As of now, the journey down Brooklyn’s 4th Avenue by bicycle is not what you might call “peaceful.” Truck traffic whooshes by, car doors spring open, potholes threaten to snap your already fraying nerves. All of that might change, and soon, if the DOT follows through with its plans to install protected two-way lanes between Dean Street in Boerum Hill and 65th Street in Sunset Park.
“The chance to redesign one of New York City’s ‘Great Streets’ may only come about every fifty years, and so it’s critical we get it right,” Commissioner Polly Trottenberg said in a statement. “The dramatic surge in cycling, combined with safety changes that have dramatically improved Fourth Avenue’s safety and livability, have simply transformed the way Brooklynites see this street.”
Discussions among the impacted community boards — 2,6 and 7 — will be held in the coming months. As of press time, the DOT was unable to say whether any parking spots will be sacrificed in the redesign, the primary thorn in the sides of those who committed to spending their twilight years opposing bike lanes.
The plan is retooled from earlier proposals, which would have built on recent tweaks to include wider medians, altered signal timings and other pedestrian safety measures. But because major street upgrades are a once-in-a-generation event, the DOT had the foresight to consider the massive increase in cyclists since the original plan was conceived in 2011. As the agency itself points out, “the street has become dramatically safer and more livable while the desire for better cycling infrastructure in New York has grown. Given the demand for safer bike routes, and the fact that street reconstruction would last for generations.”

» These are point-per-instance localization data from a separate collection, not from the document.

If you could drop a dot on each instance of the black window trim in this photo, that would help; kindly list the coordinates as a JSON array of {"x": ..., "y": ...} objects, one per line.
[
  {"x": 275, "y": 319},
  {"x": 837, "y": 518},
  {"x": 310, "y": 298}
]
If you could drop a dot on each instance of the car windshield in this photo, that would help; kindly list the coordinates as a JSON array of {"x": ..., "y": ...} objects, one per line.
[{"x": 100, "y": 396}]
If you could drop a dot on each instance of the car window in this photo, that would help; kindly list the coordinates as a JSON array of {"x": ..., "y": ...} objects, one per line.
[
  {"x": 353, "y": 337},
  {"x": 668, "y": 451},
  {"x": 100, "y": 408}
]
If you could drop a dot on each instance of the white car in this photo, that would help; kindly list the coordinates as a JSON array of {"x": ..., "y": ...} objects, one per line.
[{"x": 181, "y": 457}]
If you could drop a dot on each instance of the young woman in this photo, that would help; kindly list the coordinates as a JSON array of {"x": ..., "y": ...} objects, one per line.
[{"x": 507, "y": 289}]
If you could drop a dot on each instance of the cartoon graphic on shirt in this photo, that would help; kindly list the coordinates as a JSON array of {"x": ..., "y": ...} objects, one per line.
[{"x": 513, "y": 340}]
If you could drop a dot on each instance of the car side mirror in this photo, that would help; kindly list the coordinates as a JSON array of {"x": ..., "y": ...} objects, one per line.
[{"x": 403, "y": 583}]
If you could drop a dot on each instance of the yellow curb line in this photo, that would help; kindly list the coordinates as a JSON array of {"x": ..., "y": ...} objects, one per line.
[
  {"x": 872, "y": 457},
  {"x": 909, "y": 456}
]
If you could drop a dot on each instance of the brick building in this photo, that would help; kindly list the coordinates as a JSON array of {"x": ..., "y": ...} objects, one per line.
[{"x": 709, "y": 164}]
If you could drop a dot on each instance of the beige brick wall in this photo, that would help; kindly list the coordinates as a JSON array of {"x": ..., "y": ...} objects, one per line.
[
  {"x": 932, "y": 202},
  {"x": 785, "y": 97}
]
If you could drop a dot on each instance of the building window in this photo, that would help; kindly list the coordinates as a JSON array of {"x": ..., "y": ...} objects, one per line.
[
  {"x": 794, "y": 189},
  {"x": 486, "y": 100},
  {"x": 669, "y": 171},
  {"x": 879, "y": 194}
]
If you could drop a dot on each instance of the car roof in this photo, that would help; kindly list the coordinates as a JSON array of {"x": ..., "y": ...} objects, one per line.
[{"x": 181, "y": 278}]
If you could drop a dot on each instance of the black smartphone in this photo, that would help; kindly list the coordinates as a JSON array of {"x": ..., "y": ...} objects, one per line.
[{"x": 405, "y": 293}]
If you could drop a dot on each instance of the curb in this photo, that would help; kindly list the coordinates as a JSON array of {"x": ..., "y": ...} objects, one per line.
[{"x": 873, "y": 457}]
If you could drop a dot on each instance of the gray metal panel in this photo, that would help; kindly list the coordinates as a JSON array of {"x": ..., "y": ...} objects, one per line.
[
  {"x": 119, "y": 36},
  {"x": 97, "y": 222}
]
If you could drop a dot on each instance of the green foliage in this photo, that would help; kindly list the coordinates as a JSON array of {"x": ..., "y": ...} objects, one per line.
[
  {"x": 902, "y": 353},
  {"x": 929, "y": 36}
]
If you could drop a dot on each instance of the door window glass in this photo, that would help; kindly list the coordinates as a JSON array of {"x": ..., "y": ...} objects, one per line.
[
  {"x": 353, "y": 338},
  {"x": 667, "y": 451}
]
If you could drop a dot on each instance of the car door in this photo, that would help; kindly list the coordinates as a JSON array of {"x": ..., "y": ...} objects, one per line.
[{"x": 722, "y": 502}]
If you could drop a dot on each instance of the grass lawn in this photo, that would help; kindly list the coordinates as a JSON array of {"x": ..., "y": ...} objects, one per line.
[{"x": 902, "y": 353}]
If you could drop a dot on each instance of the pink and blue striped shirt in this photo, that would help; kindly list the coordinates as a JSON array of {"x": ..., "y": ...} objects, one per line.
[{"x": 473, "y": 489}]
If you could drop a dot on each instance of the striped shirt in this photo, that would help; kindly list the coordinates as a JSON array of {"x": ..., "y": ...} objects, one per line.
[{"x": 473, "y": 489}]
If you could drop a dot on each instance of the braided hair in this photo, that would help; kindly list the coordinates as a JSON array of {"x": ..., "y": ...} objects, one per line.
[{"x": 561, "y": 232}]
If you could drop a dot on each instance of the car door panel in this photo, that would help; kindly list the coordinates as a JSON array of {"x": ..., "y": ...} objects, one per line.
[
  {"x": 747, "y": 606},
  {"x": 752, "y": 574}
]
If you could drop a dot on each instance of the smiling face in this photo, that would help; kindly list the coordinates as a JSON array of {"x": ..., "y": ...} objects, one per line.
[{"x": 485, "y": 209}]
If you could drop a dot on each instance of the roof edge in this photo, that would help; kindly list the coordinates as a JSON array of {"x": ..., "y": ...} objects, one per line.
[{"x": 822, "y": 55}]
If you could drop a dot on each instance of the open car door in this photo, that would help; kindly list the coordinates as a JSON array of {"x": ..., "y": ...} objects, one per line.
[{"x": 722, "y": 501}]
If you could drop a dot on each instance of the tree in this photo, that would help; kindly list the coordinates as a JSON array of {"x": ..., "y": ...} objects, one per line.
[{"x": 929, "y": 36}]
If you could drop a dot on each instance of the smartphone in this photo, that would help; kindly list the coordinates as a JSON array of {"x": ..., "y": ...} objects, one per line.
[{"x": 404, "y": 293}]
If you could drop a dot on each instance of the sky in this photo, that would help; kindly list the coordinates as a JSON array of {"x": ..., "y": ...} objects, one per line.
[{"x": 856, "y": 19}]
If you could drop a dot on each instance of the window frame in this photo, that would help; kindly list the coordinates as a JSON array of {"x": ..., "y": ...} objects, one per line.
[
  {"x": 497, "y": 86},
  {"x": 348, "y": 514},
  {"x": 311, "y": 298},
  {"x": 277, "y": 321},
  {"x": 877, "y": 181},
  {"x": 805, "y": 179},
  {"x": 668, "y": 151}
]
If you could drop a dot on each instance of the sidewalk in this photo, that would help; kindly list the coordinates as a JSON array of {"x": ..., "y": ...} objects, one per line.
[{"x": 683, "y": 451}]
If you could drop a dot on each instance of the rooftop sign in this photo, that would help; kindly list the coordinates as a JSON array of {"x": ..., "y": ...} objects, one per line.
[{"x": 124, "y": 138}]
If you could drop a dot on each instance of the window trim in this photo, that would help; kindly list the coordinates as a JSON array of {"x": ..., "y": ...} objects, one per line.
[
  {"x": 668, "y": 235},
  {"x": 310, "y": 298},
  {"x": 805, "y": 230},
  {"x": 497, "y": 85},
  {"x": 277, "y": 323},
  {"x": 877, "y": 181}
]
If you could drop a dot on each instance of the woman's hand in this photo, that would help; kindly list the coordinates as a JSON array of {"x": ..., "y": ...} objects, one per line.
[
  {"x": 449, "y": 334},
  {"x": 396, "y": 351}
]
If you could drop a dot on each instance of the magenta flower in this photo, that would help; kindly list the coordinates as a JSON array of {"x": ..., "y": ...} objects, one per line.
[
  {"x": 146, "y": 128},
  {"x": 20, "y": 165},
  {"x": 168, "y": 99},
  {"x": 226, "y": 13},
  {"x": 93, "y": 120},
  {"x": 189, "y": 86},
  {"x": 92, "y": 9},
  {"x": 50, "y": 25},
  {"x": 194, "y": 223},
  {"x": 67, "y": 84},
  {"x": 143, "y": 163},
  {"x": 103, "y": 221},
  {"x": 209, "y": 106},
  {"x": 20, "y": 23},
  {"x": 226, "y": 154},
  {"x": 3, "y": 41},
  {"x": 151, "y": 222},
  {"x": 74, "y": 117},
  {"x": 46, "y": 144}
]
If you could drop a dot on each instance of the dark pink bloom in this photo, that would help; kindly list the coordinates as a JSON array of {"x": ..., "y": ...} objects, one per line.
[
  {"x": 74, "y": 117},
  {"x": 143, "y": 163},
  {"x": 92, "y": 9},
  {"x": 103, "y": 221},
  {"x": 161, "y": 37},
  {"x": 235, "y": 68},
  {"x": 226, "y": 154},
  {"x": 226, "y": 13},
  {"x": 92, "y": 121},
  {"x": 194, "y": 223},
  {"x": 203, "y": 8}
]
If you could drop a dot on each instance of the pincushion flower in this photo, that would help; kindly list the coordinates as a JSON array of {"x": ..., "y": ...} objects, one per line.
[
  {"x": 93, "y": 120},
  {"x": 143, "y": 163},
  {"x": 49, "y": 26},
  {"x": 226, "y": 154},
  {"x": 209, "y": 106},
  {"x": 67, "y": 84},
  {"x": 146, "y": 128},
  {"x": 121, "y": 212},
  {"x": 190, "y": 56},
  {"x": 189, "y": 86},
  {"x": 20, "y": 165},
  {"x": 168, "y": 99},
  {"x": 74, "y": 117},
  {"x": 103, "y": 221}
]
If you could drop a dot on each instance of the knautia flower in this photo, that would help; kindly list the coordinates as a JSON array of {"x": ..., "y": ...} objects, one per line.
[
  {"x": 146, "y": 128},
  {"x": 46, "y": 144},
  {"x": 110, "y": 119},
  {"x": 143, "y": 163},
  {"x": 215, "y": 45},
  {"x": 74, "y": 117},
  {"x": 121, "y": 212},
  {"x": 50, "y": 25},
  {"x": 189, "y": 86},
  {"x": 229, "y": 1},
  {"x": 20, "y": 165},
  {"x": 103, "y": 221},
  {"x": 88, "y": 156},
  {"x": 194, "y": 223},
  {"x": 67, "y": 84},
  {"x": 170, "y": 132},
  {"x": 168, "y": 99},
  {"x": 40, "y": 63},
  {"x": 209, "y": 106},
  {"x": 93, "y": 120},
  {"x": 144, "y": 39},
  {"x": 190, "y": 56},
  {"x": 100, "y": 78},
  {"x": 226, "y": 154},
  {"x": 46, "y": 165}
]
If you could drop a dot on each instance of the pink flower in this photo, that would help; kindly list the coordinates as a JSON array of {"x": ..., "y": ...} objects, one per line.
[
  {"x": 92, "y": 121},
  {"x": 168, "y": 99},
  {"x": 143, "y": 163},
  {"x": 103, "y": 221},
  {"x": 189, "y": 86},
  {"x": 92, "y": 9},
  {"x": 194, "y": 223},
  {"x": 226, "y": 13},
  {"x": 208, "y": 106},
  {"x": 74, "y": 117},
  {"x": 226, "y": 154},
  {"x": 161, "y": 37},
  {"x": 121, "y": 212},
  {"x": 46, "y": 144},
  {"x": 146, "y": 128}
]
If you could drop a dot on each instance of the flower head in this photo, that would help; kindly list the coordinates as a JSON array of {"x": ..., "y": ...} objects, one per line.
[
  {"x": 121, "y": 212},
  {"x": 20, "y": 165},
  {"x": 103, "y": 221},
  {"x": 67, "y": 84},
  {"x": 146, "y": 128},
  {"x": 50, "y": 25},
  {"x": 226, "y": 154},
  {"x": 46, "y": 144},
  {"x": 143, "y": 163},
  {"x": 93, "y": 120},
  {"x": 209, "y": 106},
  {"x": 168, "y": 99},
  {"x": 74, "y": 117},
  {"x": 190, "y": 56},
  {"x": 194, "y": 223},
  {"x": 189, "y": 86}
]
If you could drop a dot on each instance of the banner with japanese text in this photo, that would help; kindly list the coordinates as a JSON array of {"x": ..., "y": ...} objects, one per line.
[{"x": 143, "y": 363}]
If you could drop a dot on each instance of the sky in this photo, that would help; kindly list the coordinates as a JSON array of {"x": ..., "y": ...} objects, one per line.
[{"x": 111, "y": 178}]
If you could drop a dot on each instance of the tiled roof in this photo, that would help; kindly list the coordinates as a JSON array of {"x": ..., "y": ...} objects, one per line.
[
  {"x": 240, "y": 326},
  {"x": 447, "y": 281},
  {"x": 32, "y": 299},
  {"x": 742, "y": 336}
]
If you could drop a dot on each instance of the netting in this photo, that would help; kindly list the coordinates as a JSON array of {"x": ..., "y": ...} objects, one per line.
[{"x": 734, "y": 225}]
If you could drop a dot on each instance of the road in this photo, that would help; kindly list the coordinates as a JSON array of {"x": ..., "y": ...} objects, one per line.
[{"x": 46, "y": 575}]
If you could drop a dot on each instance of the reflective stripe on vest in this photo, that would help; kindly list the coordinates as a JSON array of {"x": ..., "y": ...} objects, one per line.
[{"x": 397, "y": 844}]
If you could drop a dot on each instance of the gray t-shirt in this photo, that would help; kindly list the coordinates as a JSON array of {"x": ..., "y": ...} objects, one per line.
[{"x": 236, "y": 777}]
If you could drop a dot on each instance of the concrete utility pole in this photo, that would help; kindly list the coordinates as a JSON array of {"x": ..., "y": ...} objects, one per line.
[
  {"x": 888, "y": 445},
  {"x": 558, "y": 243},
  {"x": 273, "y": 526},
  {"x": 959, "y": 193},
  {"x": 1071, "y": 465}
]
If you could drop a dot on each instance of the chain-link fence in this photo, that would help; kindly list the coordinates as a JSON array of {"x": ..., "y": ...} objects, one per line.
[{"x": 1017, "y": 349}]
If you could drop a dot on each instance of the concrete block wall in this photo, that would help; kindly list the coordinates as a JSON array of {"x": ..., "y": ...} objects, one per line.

The new design would include parking protected bike lanes on both sides of the street, replacing the prior plan’s 13-foot parking lanes with five-foot curbside bike lanes, a 2.5-foot buffer and an 8-foot parking lane. Concrete islands will also be added at pedestrian crossings.
Additionally, another two-way protected bike path is also planned for the Brooklyn Bridge Bike path at Park Row, a treacherous little slice of street that forces cyclists to shoot from the Brooklyn Bridge directly into the frenetic mess of Park Row and Centre Street. Worse still is the option for getting on the Brooklyn Bridge. Gothamist’s Nathan Tempey reports that the technically correct route from Battery Park is “to cut west on Maiden Lane and north on Church Street to Warren Street.” Most cyclists, though, simply opt to ride against traffic, an objectively terrible idea between the police cruisers, news vans, hot dog vendors and panicked drivers perennially competing for space.
The new proposal would also include a new crosswalk and additional safety modifications, and..additional parking. Your move, cranky NIMBYs.